RAGLAN MINE, QUE. — It was a long way to come for what seems like comparatively little. Prime Minister Stephen Harper arrived in Inuit territory Friday in northern Quebec, 400 kilometres above the tree line, to visit a nickel mine and talk about clean energy.

Or at least the exciting possibility of it. Last year, the Conservative government injected $720,000 into a feasibility test that one day may help resolve the problem of shipping diesel to the North to power many Arctic communities and lower costs of massive mining developments trying to operate far from hydro dams and other sources of energy.

Yet like so much of what the Conservative government leader has tried to do on his eighth trip to the Arctic, what stands out is the immense challenge of it all. Harper has defended his record and called his investments in the North “groundbreaking,” though he has not quite lived up to his early boastful promises of armed icebreakers and brand-new deepwater sea ports for the region.
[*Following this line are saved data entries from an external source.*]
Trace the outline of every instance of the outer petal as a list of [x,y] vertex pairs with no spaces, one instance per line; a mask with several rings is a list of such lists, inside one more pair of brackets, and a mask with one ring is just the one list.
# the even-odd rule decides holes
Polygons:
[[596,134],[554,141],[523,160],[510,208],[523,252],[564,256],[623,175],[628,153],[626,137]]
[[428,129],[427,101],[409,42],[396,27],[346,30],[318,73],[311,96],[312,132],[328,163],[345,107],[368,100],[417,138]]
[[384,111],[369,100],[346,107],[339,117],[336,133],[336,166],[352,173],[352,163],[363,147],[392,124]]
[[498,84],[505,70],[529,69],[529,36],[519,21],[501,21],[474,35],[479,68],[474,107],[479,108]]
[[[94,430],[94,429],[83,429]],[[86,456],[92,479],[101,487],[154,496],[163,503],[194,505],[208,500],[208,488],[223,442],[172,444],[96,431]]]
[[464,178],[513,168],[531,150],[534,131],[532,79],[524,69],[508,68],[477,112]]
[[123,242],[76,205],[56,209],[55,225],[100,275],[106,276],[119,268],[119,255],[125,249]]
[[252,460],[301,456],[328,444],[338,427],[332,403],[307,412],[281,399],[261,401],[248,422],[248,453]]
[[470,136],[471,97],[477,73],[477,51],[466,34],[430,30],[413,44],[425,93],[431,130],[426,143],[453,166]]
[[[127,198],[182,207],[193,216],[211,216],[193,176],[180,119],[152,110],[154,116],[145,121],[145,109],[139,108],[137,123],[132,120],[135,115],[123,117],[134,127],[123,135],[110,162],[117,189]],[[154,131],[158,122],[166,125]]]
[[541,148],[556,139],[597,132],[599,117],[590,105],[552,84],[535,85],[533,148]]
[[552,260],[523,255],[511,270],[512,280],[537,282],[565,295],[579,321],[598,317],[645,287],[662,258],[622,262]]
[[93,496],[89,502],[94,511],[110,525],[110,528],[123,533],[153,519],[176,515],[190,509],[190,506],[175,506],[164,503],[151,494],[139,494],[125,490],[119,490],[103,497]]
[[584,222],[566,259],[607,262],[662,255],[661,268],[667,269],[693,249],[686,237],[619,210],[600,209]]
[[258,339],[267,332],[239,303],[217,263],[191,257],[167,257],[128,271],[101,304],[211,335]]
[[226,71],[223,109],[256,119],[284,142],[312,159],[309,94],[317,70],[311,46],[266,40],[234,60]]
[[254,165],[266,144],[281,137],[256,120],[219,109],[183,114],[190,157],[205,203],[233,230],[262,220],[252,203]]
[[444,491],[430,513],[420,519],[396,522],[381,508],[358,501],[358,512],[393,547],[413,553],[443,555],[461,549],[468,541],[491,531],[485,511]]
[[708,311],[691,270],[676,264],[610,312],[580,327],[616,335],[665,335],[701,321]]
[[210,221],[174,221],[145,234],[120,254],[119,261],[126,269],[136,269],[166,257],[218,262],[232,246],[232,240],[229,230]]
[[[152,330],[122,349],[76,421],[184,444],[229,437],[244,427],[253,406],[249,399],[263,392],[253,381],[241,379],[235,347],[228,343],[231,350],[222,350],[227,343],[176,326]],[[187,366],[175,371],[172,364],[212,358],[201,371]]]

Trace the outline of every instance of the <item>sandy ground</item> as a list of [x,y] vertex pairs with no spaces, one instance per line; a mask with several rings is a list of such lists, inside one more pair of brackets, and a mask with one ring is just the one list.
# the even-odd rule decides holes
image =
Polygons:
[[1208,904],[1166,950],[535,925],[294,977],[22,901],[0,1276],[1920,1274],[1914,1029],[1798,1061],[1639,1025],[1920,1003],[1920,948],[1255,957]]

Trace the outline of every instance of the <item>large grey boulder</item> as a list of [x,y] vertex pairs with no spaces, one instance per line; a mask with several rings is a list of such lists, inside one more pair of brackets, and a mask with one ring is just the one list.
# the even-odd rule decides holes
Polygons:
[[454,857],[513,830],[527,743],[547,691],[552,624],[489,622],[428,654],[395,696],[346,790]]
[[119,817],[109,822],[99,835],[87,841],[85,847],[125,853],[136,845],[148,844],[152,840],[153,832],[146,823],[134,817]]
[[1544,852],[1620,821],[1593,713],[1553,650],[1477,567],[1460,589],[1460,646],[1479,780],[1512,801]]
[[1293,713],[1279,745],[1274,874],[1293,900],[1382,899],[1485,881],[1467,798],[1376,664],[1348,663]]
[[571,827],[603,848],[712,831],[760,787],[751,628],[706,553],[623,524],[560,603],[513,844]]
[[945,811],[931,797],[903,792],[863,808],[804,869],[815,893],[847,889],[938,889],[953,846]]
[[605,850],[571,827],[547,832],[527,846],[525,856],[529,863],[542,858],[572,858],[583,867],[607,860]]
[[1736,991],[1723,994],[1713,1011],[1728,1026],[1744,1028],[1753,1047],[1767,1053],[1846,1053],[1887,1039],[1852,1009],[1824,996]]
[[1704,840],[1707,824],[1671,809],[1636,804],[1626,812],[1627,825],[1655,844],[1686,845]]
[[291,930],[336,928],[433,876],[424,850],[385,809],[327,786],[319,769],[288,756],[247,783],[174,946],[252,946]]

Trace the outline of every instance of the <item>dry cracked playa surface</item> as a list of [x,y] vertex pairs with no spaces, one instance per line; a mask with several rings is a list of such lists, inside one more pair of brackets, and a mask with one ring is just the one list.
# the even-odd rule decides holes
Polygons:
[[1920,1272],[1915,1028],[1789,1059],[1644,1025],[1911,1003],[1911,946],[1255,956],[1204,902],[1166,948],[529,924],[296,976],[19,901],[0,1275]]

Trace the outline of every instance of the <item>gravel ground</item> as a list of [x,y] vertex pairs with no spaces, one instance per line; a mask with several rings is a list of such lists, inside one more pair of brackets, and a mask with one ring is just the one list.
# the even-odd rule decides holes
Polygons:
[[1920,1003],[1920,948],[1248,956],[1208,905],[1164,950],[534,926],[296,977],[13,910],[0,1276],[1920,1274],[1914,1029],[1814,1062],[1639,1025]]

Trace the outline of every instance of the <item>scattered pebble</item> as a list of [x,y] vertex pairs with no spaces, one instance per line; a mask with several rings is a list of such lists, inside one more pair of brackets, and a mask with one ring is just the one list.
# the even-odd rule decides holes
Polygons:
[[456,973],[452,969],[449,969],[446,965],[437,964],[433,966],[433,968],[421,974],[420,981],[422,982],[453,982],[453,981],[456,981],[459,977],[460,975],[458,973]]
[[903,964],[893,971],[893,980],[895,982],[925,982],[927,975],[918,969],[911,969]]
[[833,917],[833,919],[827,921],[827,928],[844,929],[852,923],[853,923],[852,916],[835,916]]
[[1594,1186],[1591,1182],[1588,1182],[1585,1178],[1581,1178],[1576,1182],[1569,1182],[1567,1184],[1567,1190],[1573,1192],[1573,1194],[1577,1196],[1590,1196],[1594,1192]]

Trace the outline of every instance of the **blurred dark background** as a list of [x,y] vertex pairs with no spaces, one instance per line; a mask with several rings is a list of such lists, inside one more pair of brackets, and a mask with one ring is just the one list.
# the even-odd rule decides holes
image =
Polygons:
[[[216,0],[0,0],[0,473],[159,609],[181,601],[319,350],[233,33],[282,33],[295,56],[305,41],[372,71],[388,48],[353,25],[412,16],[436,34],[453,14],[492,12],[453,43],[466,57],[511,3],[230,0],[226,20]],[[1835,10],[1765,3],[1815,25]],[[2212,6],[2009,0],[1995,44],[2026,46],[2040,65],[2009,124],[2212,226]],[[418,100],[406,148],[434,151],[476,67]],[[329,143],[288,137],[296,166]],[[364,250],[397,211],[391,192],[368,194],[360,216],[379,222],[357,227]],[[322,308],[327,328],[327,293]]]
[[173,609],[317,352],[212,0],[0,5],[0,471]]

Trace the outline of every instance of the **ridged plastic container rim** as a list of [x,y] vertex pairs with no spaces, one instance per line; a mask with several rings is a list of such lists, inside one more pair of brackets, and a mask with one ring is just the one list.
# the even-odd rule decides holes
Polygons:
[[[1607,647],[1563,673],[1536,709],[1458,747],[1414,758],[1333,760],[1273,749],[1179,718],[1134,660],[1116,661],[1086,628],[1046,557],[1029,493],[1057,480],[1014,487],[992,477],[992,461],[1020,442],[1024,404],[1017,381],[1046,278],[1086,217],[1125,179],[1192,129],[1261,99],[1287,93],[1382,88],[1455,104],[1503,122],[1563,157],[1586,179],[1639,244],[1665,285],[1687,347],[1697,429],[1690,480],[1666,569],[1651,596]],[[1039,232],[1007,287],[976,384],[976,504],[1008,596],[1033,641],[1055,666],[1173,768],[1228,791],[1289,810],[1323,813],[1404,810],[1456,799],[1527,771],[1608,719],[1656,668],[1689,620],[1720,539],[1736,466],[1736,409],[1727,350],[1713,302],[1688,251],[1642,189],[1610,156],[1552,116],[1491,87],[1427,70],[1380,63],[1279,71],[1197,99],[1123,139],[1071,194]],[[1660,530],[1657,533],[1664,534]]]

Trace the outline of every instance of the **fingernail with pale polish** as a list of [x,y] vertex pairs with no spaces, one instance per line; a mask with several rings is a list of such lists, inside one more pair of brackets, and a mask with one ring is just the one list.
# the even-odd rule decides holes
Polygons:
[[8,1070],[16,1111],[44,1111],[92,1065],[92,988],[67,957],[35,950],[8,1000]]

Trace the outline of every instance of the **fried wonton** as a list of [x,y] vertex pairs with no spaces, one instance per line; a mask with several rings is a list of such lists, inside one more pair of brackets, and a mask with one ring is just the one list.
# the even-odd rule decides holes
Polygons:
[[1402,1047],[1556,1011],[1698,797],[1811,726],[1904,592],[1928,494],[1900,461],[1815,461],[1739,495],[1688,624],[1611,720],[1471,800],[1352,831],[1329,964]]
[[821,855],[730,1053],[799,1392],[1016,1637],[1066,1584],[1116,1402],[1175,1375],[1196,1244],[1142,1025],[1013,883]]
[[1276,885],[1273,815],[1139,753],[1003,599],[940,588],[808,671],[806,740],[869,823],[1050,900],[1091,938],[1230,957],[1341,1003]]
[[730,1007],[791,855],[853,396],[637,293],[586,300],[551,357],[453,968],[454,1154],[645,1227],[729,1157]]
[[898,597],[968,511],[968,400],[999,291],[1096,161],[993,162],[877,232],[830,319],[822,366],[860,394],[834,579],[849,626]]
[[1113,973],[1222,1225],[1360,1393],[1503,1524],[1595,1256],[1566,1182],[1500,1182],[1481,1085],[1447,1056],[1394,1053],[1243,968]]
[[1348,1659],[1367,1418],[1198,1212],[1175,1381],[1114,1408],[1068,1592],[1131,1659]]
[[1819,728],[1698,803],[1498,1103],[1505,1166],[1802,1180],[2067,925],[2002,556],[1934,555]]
He met with Inuit leaders, who called the event “historic,” but Harper made no promises and the leaders cautioned that governments need to listen to them more in the rush to exploit their resources.

But Harper came to the windy rocky barrens in the Inuit region known as Nunavik to show off a success story.

Xstrata, which was taken over by Glencore in May, has been hauling nickel and other minerals out of the ground for nearly 20 years. It reached agreements with the local Inuit communities, and now employs nearly 160 Inuit workers at wages ranging from $19-$32 an hour.

It relies on diesel shipped into Deception Bay 100 km to the south, and trucked north to power its operations that produce nickel, but also copper and cobalt concentrate from four mines, with a fifth under construction — an expensive operation that burns fossil fuels and pumps greenhouse gases into the Arctic air.

The project Harper has backed here is the first of its kind. Glencore has partnered with TUGLIQ Energy Co., a Quebec start-up enterprise, to test three technologies, in the hope of finding a way to store wind-generated power.

Winds blast across this treeless Mars-like terrain, reaching speeds of 99 nautical miles an hour, but they fluctuate like anywhere, and surplus power generated cannot be easily stored. Glencore will test hydrolyzing water in fuel cells, using a flywheel, and batteries to warehouse the excess power generated by turbines. A 2.3-megawatt wind turbine facility is to be completed next year.